В жизни, боюсь, лишь у смерти стальные права…
Если ученье о промысле Божьем верно,
скоро узнаешь, что значит попасть в жернова,
сам до того лишь моловший чужое зерно.

 

В пыль перемелется жизни былой монолит, 
вдрызг разобьётся беспечного счастья стекло,
и, обнажившись, душа твоя так заболит,
словно мизинец, с мороза попавший в тепло…

 

Лишь погибая, и видишь к спасению путь,
жалкой гнилушкой души источающий свет… 
Больно в начале, а после – ну что в тебе гнуть,
если в тебе от тебя ничего уже нет?!

 

* * *


Как молодое вино 
рвёт одряхлевшие мехи?
Раз – и навеки темно… 
Страха напялив доспехи, 

лучше внутри нам, чем вне… 
С розой в петлице, куда ты? 
Ждёт даже в Тотьме во тьме 
нас провокатор пернатый. 

Этот сопляк соловей, 
льющий подлунные речи,
душу отравит скорей 
мёдом своим, чем излечит. 

Сам посуди: не смешно ль 
сей лженаукой прельститься,
где себя истинный ноль 
вдруг возомнил единицей?!

Пьесой смешной, может быть,
но безнадёжной, что важно, 
где в одну воду входить
главный герой должен дважды?!

Можешь не можешь – терпи 
лютые скорби в юдоли…
Лучше замёрзнуть в степи 
бедной ямщичьей любови,

чем ей довериться: мол, 
чем я не вольная птица?!
И к анатому на стол, 
быть перестав, приземлиться.


* * *
 

У, времени языческая власть!
У, гнёт временщиков!
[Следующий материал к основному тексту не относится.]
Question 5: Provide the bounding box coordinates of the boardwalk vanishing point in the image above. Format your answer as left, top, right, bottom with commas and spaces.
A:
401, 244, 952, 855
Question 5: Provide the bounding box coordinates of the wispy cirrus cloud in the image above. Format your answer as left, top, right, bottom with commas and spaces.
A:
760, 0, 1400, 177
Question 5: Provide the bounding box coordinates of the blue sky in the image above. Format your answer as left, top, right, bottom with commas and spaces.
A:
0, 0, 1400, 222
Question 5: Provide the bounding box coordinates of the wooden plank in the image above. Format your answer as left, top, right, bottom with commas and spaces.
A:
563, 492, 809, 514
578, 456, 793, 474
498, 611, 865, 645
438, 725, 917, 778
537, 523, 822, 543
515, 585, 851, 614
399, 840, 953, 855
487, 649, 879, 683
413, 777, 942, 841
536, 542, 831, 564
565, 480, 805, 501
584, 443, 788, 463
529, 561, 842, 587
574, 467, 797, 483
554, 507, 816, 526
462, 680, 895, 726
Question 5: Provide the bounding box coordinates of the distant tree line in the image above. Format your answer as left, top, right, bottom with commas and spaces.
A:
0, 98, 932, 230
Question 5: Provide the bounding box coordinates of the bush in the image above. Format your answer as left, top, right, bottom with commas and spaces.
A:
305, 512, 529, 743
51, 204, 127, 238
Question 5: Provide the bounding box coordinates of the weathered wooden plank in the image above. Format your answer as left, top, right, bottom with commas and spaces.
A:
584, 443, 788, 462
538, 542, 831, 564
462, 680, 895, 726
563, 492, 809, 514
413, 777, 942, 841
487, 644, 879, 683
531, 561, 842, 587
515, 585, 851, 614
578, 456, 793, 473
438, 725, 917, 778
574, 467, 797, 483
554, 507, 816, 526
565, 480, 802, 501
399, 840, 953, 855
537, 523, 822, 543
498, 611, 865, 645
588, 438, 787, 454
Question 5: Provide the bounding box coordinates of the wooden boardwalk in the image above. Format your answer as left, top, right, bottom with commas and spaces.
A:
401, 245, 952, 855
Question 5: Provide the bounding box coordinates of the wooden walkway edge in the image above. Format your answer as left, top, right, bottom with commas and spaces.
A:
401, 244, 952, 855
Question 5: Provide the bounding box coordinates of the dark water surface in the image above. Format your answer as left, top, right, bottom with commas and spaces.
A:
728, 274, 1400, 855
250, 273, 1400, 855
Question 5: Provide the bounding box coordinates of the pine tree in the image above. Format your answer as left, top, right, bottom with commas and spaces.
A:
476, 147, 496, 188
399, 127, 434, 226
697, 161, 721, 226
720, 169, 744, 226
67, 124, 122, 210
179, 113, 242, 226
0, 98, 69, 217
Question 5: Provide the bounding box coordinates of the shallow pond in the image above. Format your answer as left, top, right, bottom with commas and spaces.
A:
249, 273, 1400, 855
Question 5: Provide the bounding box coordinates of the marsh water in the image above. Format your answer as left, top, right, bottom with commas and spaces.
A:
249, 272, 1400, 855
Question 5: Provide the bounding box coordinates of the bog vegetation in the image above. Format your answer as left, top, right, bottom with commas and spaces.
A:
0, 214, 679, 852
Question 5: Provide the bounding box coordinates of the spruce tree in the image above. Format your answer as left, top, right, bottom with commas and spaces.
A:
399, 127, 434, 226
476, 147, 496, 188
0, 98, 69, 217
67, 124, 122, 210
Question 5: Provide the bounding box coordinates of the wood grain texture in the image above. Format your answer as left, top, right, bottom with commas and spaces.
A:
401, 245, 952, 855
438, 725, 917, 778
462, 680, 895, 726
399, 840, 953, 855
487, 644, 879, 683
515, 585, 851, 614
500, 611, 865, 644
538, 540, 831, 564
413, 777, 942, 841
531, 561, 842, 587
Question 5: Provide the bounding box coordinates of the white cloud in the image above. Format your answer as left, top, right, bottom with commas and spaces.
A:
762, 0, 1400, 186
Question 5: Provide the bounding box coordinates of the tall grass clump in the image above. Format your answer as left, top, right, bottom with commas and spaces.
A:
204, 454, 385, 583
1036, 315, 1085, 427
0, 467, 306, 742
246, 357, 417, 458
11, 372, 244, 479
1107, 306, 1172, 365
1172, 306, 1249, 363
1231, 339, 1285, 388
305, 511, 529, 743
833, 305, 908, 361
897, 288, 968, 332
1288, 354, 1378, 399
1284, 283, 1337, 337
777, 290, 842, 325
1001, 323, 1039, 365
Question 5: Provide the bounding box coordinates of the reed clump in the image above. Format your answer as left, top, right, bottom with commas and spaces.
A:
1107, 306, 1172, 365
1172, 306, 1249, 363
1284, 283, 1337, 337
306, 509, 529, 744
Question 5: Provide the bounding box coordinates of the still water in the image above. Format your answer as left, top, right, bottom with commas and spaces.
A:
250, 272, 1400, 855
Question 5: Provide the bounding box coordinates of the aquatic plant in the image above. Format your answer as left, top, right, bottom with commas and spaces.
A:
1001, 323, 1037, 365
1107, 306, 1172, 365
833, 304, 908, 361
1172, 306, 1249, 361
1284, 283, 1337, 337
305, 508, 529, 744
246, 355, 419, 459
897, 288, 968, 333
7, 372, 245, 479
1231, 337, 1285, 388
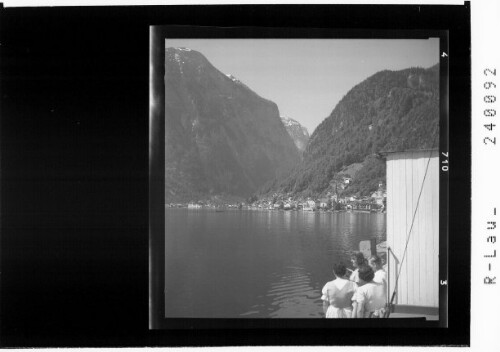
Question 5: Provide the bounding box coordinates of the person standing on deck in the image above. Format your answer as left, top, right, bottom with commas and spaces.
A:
368, 255, 387, 295
349, 252, 366, 284
352, 265, 387, 318
321, 263, 356, 318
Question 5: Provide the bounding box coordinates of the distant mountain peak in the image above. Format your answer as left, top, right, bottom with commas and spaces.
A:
281, 116, 309, 152
165, 47, 300, 201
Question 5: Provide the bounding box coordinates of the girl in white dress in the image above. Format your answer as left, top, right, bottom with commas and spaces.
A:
321, 263, 356, 318
368, 255, 387, 296
349, 252, 366, 284
352, 265, 387, 318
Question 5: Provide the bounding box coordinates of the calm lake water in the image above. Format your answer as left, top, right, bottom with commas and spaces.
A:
165, 208, 386, 318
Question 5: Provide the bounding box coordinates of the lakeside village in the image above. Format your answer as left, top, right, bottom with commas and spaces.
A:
166, 178, 387, 213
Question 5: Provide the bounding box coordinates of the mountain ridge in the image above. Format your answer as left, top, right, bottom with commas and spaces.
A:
165, 48, 300, 202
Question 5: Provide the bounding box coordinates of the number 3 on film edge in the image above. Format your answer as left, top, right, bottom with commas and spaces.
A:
441, 152, 449, 172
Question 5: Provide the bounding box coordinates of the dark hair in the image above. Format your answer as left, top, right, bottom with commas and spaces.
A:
370, 255, 382, 266
333, 263, 346, 277
351, 252, 366, 266
358, 265, 375, 282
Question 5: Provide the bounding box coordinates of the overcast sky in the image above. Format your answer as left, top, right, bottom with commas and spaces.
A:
165, 38, 439, 134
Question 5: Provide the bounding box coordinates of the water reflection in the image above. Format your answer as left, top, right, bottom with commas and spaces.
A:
165, 209, 385, 318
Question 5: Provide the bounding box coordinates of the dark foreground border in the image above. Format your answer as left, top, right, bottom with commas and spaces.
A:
0, 4, 470, 347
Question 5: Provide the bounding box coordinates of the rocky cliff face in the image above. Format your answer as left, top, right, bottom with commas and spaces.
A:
165, 48, 300, 202
281, 116, 309, 152
263, 65, 439, 194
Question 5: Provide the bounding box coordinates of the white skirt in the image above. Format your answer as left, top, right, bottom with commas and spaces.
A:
325, 305, 352, 318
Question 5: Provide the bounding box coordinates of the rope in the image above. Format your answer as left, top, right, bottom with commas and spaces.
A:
384, 133, 438, 318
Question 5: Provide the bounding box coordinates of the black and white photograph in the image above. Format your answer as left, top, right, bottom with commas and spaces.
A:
0, 0, 476, 351
151, 29, 447, 326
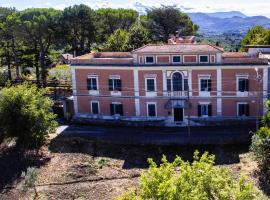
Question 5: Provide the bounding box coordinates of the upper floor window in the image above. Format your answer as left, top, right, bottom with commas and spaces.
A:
237, 103, 249, 117
109, 78, 122, 91
198, 104, 212, 117
200, 56, 209, 63
145, 56, 154, 64
172, 56, 181, 63
237, 77, 249, 92
200, 78, 212, 92
87, 76, 98, 90
146, 78, 156, 92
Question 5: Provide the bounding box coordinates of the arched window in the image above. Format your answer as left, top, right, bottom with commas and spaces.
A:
172, 72, 183, 91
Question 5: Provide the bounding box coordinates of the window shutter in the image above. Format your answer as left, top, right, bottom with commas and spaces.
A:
208, 105, 212, 117
184, 79, 188, 91
110, 104, 114, 115
246, 79, 249, 91
116, 79, 122, 91
198, 105, 202, 117
167, 78, 172, 92
86, 78, 91, 90
245, 104, 249, 116
207, 79, 212, 91
109, 79, 113, 91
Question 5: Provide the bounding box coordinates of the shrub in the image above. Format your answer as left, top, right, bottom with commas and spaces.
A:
0, 84, 57, 148
115, 152, 257, 200
250, 127, 270, 170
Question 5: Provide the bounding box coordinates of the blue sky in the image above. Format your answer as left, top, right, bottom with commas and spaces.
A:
0, 0, 270, 17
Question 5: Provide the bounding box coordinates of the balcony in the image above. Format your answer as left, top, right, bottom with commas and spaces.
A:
167, 91, 188, 97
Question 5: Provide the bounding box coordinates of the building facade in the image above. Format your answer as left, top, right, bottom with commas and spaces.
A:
71, 42, 269, 125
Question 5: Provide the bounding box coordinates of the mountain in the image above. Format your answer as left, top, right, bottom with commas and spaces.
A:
187, 12, 270, 35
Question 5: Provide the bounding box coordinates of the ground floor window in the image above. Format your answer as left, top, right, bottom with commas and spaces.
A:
237, 103, 249, 117
147, 103, 157, 117
198, 104, 212, 117
91, 101, 99, 115
110, 103, 123, 116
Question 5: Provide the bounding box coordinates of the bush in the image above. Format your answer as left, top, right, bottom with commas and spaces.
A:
250, 127, 270, 170
117, 152, 257, 200
0, 84, 57, 148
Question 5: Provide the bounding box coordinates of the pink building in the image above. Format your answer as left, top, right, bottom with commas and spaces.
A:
71, 38, 269, 125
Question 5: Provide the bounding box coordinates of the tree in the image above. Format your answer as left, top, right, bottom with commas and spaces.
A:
118, 152, 260, 200
0, 84, 57, 148
101, 29, 130, 52
60, 4, 96, 56
10, 8, 61, 84
96, 8, 139, 43
128, 21, 150, 50
147, 6, 199, 42
241, 26, 270, 51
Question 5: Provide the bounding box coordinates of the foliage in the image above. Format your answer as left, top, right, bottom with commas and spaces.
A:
49, 65, 71, 83
147, 6, 199, 42
241, 26, 270, 51
60, 4, 96, 56
102, 29, 130, 52
0, 84, 57, 148
118, 152, 257, 200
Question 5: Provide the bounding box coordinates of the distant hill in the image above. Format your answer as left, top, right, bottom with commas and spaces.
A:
187, 11, 270, 35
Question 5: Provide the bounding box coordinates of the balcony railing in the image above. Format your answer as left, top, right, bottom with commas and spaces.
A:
168, 91, 188, 97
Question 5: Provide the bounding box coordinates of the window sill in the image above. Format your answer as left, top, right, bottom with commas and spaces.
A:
89, 90, 99, 95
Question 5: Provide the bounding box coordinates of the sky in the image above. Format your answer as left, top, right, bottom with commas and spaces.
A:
0, 0, 270, 18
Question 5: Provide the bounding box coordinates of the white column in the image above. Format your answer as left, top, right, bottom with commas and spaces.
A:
71, 67, 78, 114
162, 70, 168, 96
217, 68, 222, 116
133, 69, 140, 116
263, 67, 268, 113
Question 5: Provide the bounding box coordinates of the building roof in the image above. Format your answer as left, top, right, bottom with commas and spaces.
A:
74, 52, 132, 59
132, 43, 223, 53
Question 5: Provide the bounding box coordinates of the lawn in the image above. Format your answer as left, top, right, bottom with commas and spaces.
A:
0, 132, 268, 200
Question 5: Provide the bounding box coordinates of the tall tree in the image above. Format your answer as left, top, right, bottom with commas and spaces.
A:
129, 20, 150, 50
241, 26, 270, 51
60, 4, 96, 55
96, 8, 139, 43
147, 6, 199, 42
10, 8, 61, 84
Ни скинуть бремя,
ни выпасть из времён так, чтобы впасть
мог в детство ты и вновь плевать на время. 

Никто нас не отпустит в облака.
Вот и учись терпенью у дебила,
пока здесь, как цыпленка табака,
она тебя, распялив, раздавила. 

Пока тебе не то что не вздохнуть – 
не высказать любви своей и боли…
Но разве не на волю этот путь – 
входить в себя все глубже поневоле?!

Туда как раз, где временного нет,
где есть лишь Тот, Кто смысл всего, и Он-то
в тебе и небо синее, и свет,
и то, что сверх за кромкой горизонта… 
 

* * *

 
Дух всё никак не отринет унылую плоть.
Уж преломил себя, кажется: птица, лети!
Но – то ли страх высоты не дано побороть,
то ли от крыльев отвыкла, дрожа взаперти.

Не улетает. За клетку цепляется, как
с детства привыкший к тюремным благам фраерок – 
за распорядок. Свобода такому – лишь враг,
мрак неизвестности, морок колымских дорог. 

Где уж такому привычный покинуть насест?!
Даже и думать не смеют такие: «Бежим!»
Ну как свобода догонит тебя там и съест?
«Лучше уж нары, – вздыхает, – и общий режим…»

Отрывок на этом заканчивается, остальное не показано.